Le margrave désigna le petit paquet de cendres à ses pieds.

— Je ne l’ai appris qu’il y a quelques instants, poursuivit-il. Il a été arrêté et brûlé pendant mon absence. Par un questeur. Il aurait chanté et produit une forme de… magie. Comme autrefois. » Il s’interrompit. Prit un instant, une éternité, pour la détailler. Comme un chat qui joue avec une proie. « D’après ce qu’on m’a dit, il a été pris en tentant de sauver une gamine. Une victime de tes pillages.

Le cœur de Louve se brisa net. Elle suffoquait.
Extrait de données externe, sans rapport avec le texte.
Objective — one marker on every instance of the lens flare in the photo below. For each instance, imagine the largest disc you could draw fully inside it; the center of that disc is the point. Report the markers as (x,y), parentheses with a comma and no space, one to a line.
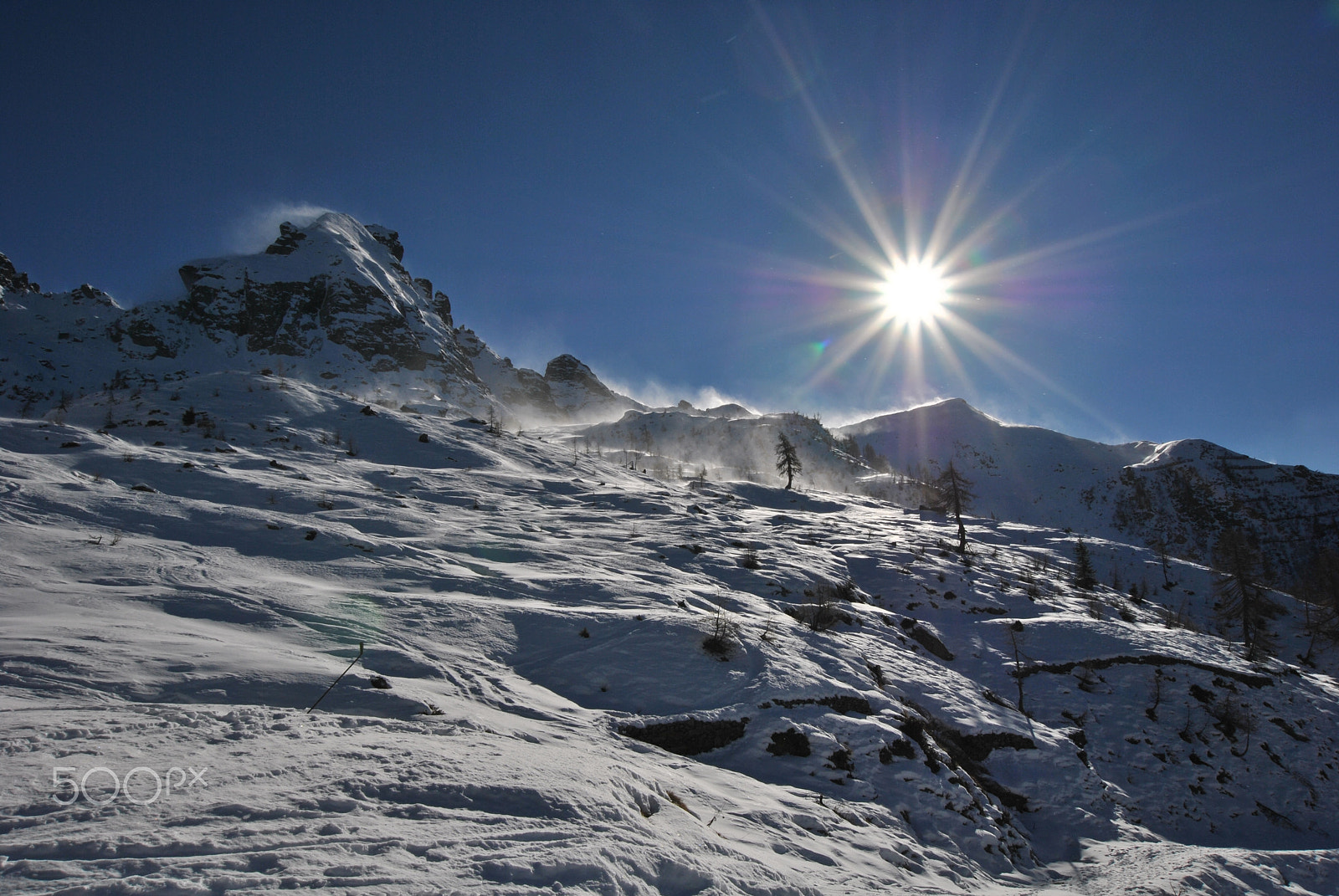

— Alors tu vois, conclut le margrave, le destin est parfois bien joueur. Car en fin de compte, tu es toi aussi l’artisan de ton propre malheur.

Le monde disparut autour de Louve. Elle n’entendit pas le rire du margrave, elle ne sentit pas la poigne des gardes qui la remmenèrent à travers les couloirs, elle ne savait pas même depuis quand au juste elle avait regagné sa cellule.
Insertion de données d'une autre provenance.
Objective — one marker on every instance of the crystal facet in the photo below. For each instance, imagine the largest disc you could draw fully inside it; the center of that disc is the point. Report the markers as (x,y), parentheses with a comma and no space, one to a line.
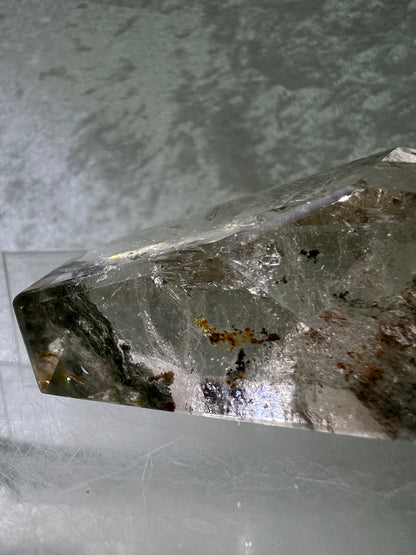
(296,305)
Tout son être était engourdi. Les pensées refusaient de se formuler, trop douloureuses. Une sorte de cocon imperméable l’empêchait de rien ressentir. La moindre fissure dans ce cocon la soumettrait à une torture insoutenable.

Le temps passa toutefois. Et avec le temps s’esquissèrent de fines lézardes. Elle perçut les limites de son propre corps. Son dos voûté, recroquevillé en position fœtale. Ses yeux brûlaient. Elle avait pleuré. Et elle sentait autre chose aussi. Une sorte de noyau solide, entre ses mains. Un objet étranger à son corps. Un éclat de céramique dur.

L’idée la frappa avec la force d’une vague déferlante. Elle tenait là la clé de sa prison.

Sans avoir besoin de réfléchir, le geste machinal, elle appliqua la pointe du tesson sur sa gorge.